ただし、50代以降は賃貸の入居審査が厳しくなる現実があるため、一生住み続ける場所を確保したいのであれば、購入の検討が合理的です。
自身の老後のビジョンに合わせて、納得のいく選択をしましょう。
築50年のマンションを購入しても大丈夫?
築50年のマンションであっても、適切な管理がなされていれば購入の選択肢に入ります。
ただし、旧耐震基準で建てられている場合、耐震診断や補強工事が行われているかの確認が必須条件です。
また、給排水管の更新状況や、大規模修繕計画が適切に実行されているかも重要な判断材料です。
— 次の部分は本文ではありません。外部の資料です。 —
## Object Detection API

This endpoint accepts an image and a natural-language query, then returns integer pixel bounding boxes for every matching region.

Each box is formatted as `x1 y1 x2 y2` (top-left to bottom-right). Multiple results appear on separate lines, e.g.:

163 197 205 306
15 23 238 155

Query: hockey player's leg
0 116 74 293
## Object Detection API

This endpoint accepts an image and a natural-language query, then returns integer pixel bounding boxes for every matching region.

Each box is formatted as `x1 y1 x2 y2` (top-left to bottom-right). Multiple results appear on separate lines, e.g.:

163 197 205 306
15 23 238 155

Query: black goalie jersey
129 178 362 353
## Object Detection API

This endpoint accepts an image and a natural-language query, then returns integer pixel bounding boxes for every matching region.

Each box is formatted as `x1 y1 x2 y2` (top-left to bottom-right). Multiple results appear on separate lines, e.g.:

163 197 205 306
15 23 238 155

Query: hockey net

管理状態が良好な物件であれば資産価値を維持しやすいですが、将来的な建て替えや取り壊しのリスクも考慮しておく必要があります。
まとめ

本記事では、50代でのマンション購入における住宅ローンの現実や、老後の安心を支える物件選びのポイントについて解説しました。
50代からの住まい探しは、単なる住居の確保だけでなく、資産価値や健康リスク、退職後の収支バランスを考慮して総合的に判断する必要があります。
特に資金計画においては、手元の現金を残しつつ、低金利のローンを効率的に活用する視点が欠かせません。
50代の住み替えや購入を検討している方は、金融と不動産の両面に精通した専門家である当サイトの情報を参考に、自身が納得のいく選択をしましょう。